Legal ding-dong rages on
A huge hit since its release earlier this year, the song prompted criticism from both Gaye’s family and Bridgeport Music, which owns the rights to US band Funkadelic’s music. They have alleged that ‘Blurred Lines’ steals from Gaye’s song ‘Got To Give It Up’ and the Funkadelic track ‘Sexy Ways’.
It was previously suggested that both Gaye’s family and Bridgeport were threatening litigation unless they received financial compensation for the perceived copyright violation. Now, as Billboard reports, Thicke, Williams and TI (real name Clifford Harris Jr) have filed a pre-emptive lawsuit of their own against both parties in order to determine their rights.
The suit reads: “Plaintiffs, who have the utmost respect and admiration for Marvin Gaye, Funkadelic and their musical legacies, reluctantly file this action in the face of multiple adverse claims from alleged successors in interest to those artists. Defendants continue to insist that plaintiffs’ massively successful composition, ‘Blurred Lines’, copies ‘their’ compositions.”

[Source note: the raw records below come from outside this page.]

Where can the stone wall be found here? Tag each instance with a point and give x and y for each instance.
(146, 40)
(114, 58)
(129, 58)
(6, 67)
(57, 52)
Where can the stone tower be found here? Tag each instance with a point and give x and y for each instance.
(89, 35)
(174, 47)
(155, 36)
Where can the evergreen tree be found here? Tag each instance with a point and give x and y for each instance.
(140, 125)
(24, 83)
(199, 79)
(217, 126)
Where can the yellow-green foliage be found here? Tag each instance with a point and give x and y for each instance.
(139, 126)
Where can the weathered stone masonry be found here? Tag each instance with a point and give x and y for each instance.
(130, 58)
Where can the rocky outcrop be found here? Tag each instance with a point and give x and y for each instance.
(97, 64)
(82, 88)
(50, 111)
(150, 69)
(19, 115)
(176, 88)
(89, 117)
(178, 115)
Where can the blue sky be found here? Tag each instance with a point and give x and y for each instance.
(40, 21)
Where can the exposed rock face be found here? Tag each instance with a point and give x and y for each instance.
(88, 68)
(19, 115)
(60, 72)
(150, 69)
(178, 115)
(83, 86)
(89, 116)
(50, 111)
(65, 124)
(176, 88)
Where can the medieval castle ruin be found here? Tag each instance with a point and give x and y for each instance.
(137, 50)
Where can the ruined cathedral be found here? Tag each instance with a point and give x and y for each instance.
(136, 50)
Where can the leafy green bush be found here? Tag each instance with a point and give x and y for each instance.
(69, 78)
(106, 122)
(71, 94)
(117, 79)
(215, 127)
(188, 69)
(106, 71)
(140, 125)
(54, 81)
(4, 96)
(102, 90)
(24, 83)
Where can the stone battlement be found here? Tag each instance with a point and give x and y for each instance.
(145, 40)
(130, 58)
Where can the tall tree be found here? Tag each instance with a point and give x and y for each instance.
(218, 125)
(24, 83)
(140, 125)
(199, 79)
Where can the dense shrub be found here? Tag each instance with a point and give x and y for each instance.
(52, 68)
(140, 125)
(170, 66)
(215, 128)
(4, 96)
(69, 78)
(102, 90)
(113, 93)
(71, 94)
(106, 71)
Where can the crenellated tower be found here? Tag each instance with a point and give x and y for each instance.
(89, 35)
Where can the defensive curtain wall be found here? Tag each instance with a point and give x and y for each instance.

The trio also allege that they have been wrongly accused of copying ‘Got To Give It Up’ as the “Gaye defendants are claiming ownership of an entire genre, as opposed to a specific work”. In regard to ‘Sexy Ways’, meanwhile, they say “there are no similarities between plaintiffs’ composition and those the claimants allege they own, other than commonplace musical elements. Plaintiffs created a hit and did it without copying anyone else’s composition.”
The suit also argues that “being reminiscent of a ‘sound’ is not copyright infringement’ and that “the intent in producing ‘Blurred Lines’ was to evoke an era” rather than a specific song. Thicke, Williams and Harris Jr also want a confirmation that Gaye’s family don’t have a strong enough claim to ‘Got To Give It Up’s copyright to claim infringement, as well as a ruling that the song doesn’t violate any of the defendants’ rights.
‘Blurred Lines’ has proved controversial due to both its lyrics and video, both have which have been dubbed sexist. However, Thicke has insisted that the track is “respectful”. and was designed to provoke a debate about relationships between men and women, as well as describing its video as a “feminist movement within itself”.
Blurred Lines’ has recently become the 137th single in the 60-year history of the British charts to sell over a million copies in the UK – and Vampire Weekend and Queens Of The Stone Age have both covered it.